After months with relatively few coronavirus cases in the Salt Lake City area’s homeless shelters, Salt Lake County officials reported a big spike this week.
There are currently 93 positive cases among the population, 72 at the 200-bed men’s and women’s Gail Miller Resource Center — an outbreak that comes at the same time COVID-19 diagnoses have ballooned across the state and reached a record high of 1,198 new cases on Thursday.
“Whenever we have an increase in cases in our community, it’s going to trickle down and affect subgroups," said Nicholas Rupp, a spokesman with the Salt Lake County Health Department. “And some of those subgroups,” like people experiencing homelessness, “are vulnerable and much more seriously impacted than the population as a whole.”
As officials call for people to take health precautions to protect these at-risk populations, he said they should consider people experiencing homelessness as “one more group we all need to protect by taking proper action.”
“We’re asking people to protect their grandmas and their loved ones who may be more susceptible. That goes for homeless people as well," he said.
People experiencing homelessness are thought to be more vulnerable to contracting the coronavirus than the general population, since those who live in encampments often have limited access to hygiene services while people who rely on shelters find themselves in cramped rooms packed with dozens of others seeking refuge from the elements.
Many people experiencing homelessness also have preexisting health conditions, research has found, leading them to be more at-risk for negative impacts as a result of the virus.
Laurie Hopkins, executive director of Shelter the Homeless, the nonprofit that is currently operating the Gail Miller Resource Center, said the shelter has sent everyone who tested positive for COVID-19 to quarantine facilities and is not taking any new clients at this time.
The center continues to promote social distancing and require masks in community areas and it has increased its cleaning and disinfecting services, she said.
“We have over the period of this entire pandemic as a homeless resource center community been able to keep the infection rate actually quite low," Hopkins said in an interview. "It doesn’t exceed that of the general population. And yet we are definitely operating congregate shelters and so there’s the risk there and we do everything we can to keep everybody safe.”
The pandemic hit Salt Lake County’s homeless shelters hard early on, with more than 190 confirmed cases within the 300-bed men’s homeless resource center in South Salt Lake. But conditions have been more controlled in the last few months.
In its weekly report on the homeless case numbers, the county said it was also taking steps to address the recent increase among the homeless population.
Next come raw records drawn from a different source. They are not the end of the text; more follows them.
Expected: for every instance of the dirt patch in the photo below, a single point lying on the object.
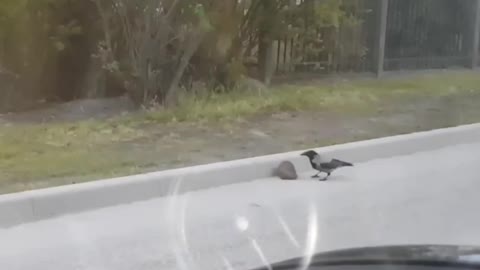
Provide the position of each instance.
(172, 145)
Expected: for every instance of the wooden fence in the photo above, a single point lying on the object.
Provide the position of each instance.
(391, 35)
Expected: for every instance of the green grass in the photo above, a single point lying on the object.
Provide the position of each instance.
(33, 153)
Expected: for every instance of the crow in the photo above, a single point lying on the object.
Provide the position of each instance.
(322, 166)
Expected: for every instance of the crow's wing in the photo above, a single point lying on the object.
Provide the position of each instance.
(329, 165)
(340, 163)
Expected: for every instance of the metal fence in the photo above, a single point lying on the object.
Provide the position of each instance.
(388, 35)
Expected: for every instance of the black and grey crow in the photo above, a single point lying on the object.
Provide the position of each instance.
(324, 166)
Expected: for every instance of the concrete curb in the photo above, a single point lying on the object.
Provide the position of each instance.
(36, 205)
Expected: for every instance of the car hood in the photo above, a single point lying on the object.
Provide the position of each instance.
(412, 254)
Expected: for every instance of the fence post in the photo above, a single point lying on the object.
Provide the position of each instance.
(380, 37)
(475, 34)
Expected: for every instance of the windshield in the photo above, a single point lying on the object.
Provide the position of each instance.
(234, 134)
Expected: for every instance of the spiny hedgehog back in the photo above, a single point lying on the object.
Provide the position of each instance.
(286, 171)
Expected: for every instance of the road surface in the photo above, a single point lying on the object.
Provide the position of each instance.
(424, 198)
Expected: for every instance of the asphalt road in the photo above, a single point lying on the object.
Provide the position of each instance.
(424, 198)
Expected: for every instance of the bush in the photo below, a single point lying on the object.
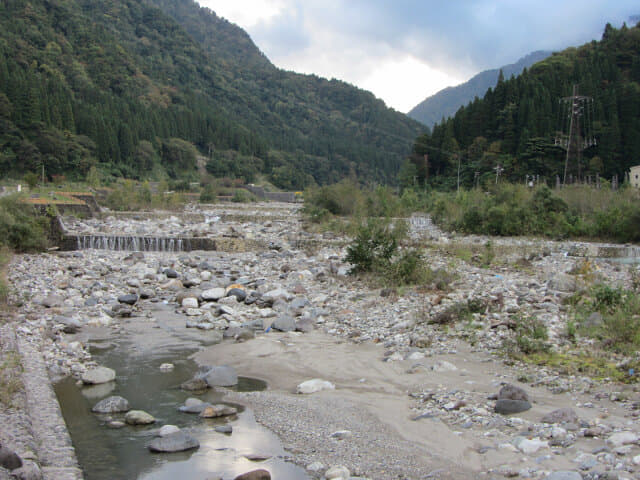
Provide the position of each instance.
(375, 243)
(620, 310)
(343, 198)
(409, 268)
(531, 336)
(21, 228)
(209, 194)
(243, 196)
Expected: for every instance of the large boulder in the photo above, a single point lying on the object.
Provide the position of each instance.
(193, 405)
(221, 376)
(219, 410)
(173, 442)
(255, 475)
(98, 375)
(213, 294)
(564, 475)
(113, 404)
(9, 459)
(314, 385)
(129, 298)
(561, 415)
(512, 399)
(563, 282)
(284, 323)
(138, 417)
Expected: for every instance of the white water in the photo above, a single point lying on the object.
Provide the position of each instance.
(130, 243)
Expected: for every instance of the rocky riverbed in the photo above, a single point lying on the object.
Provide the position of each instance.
(407, 398)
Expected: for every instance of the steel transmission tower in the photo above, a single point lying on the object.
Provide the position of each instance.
(575, 131)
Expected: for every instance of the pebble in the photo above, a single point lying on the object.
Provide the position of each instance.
(311, 293)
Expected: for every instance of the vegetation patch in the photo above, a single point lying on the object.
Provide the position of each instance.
(22, 229)
(579, 363)
(10, 377)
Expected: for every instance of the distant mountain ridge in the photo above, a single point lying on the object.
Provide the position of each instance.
(138, 88)
(446, 102)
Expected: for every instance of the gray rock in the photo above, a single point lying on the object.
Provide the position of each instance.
(194, 385)
(255, 475)
(220, 410)
(147, 293)
(170, 273)
(129, 298)
(562, 282)
(511, 392)
(564, 475)
(594, 320)
(138, 417)
(70, 325)
(191, 281)
(193, 407)
(213, 294)
(562, 415)
(284, 323)
(114, 404)
(174, 442)
(305, 325)
(9, 459)
(221, 376)
(98, 375)
(190, 302)
(52, 301)
(299, 303)
(506, 406)
(244, 334)
(166, 430)
(29, 470)
(239, 293)
(257, 324)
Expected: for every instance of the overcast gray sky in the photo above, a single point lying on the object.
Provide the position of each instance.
(406, 50)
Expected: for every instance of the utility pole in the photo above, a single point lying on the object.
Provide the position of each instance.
(575, 133)
(498, 170)
(458, 156)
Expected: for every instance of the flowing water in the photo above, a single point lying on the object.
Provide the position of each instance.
(136, 354)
Those include “actively strategizing with service providers, conducting contact tracing, partnering with Fourth Street Clinic and holding even more focused testing events, providing Quarantine and Isolation facilities, all to mitigate the spread of COVID-19.”
As part of their efforts over the past few months to protect the population from the pandemic, county leaders have also increased street outreach to the unsheltered homeless and set up a hotel to house people experiencing homelessness to promote social distancing within the resource centers.
A recent report on the county’s COVID-19 response noted that the hotel was used 734 times in the first six months of the COVID-19 response.
County leaders have been tight-lipped about where that downtown facility is and have also repeatedly declined to disclose the location of the quarantine centers, which are housed in county-owned facilities.
Since the start of the pandemic, there have been a total 352 total cases among the homeless community, the vast majority of them currently considered “recovered.” Overall, the population makes up 1.26% of the cumulative confirmed cases within Salt Lake County.
At least two homeless people have died as a result of COVID-19.
People experiencing homelessness constitute 2.7% of the total hospitalizations in Salt Lake County, the county noted in its report. None of the people who are currently hospitalized are homeless, the county said.
In addition to cases in the resource centers, there have also been positive diagnoses among the unsheltered homeless community, though the county said it could not provide an up-to-date count on Thursday.
As the Gail Miller Resource Center manages its outbreak, Hopkins said the goal moving forward is to “get everyone healed from this particular flare up.”
Then, she said, they can “get them back into the safety of the Gail Miller Center and the other centers we have.”